When Mayor Bloomberg takes the podium to deliver his annual State of the City address this afternoon, education insiders will be on the edge of their seats to hear his latest take on the fight over new teacher evaluations.

Insiders say the mayor is likely to address the impasse between the city and teachers union on evaluations. That impasse has dominated the news in recent weeks, especially after state officials said cut off some federal funding to schools that were supposed to use the new evaluations this year. In the last week, blame for the standstill has flown from Gov. Cuomo and the state teachers union, but Bloomberg has been relatively quiet. The speech in which he outlines his annual policy agenda would be an opportune time to assert his position and try to move the situation forward.

Whether Bloomberg will tackle the sticky topic during his address today is not assured, and what exactly he could propose to resolve the tension is unclear.
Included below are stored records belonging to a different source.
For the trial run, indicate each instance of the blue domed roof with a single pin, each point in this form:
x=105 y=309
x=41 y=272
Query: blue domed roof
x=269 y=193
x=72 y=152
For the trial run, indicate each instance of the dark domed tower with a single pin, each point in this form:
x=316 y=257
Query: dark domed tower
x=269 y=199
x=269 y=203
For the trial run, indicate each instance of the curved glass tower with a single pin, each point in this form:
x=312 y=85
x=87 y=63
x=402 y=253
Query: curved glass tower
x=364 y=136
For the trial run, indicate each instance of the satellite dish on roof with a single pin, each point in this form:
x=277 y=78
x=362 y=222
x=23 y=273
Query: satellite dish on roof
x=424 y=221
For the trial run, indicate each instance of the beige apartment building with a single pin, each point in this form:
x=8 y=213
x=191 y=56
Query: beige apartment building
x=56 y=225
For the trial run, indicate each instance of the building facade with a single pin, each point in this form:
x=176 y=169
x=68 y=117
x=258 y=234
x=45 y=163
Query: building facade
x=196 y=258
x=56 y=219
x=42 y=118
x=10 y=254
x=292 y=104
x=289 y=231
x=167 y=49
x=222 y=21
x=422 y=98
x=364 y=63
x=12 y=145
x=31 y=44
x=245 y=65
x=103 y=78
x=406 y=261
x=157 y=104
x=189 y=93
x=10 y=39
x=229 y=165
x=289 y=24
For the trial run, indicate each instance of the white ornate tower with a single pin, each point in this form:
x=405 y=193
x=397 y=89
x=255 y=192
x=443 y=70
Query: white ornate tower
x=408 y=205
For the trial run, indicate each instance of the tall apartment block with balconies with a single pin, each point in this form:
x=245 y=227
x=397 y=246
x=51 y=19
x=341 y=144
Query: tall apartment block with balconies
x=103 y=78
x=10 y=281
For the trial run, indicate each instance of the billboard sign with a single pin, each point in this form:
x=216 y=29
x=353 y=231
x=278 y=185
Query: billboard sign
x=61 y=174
Department of Education and City Hall insiders haven’t tipped their hands about the content of today’s speech, and the only news that has leaked out has been about other topics.

In some ways, it’s hard to imagine Bloomberg making a major education policy announcement right now. Several substantial Department of Education initiatives, including ones to reform middle schools and revamp instruction and assessments, are already underway, and the mayor has scant time or money to execute much more. But an immediate solution to the teacher evaluations impasse is seen as crucial.

That Bloomberg is delivering the speech from inside the city’s oldest coeducational high school, Morris in the South Bronx, has heightened speculation about the speech’s education content.

The city’s press advisory for the speech explains that Morris is home to “four successful small high schools,” and it’s likely that the mayor will cite Morris as a success story of the city’s small schools initiative. The building was one of the first to be reconstituted during the mayor’s tenure — in fact, its closure began even before Bloomberg took control of the city schools and handpicked Joel Klein to lead them — and the four schools have higher graduation rates and less violence than the troubled school they replaced.

But the building’s recent history also epitomizes the small schools movement’s shortcomings. The schools in the building have done a miserable job of preparing students for college, according to the city’s own statistics, and their attendance and graduation rates remain stubbornly mediocre. The Coalition for Educational Justice, a group that is leading protest efforts against school closures, has called a rally for just before the speech to argue that Morris is “a poster child for what advocates and parents say is wrong with Bloomberg’s education strategy,” a spokesman told me.

Statistics do little to capture the grandeur of the mammoth building on Boston Road, whose Gothic spires are more redolent of Oxford University than a typical city public school. I will never forget the view I got through a transom — installed to make the building as light-filled as possible — when I descended a staircase in the building perhaps five years ago: A girl in a hijab and a Latino boy building a bridge together in a Bronx International High School science class. The auditorium, which seats 2,500 and made the school an obvious site for a large audience in the South Bronx, is especially impressive.

There’s also a chance, of course, that Bloomberg will focus on other topics and steer clear of education entirely. The last time he delivered his annual address at a school, in 2010 at Frank Sinatra High School of the Arts in Queens, he barely mentioned education at all. In 2009, Bloomberg used the speech to tout parent outreach plans. Last year, he renewed a push to end “last in, first out” layoffs that Gov. Cuomo later quashed. He has said that layoffs are not likely to be on the table this year.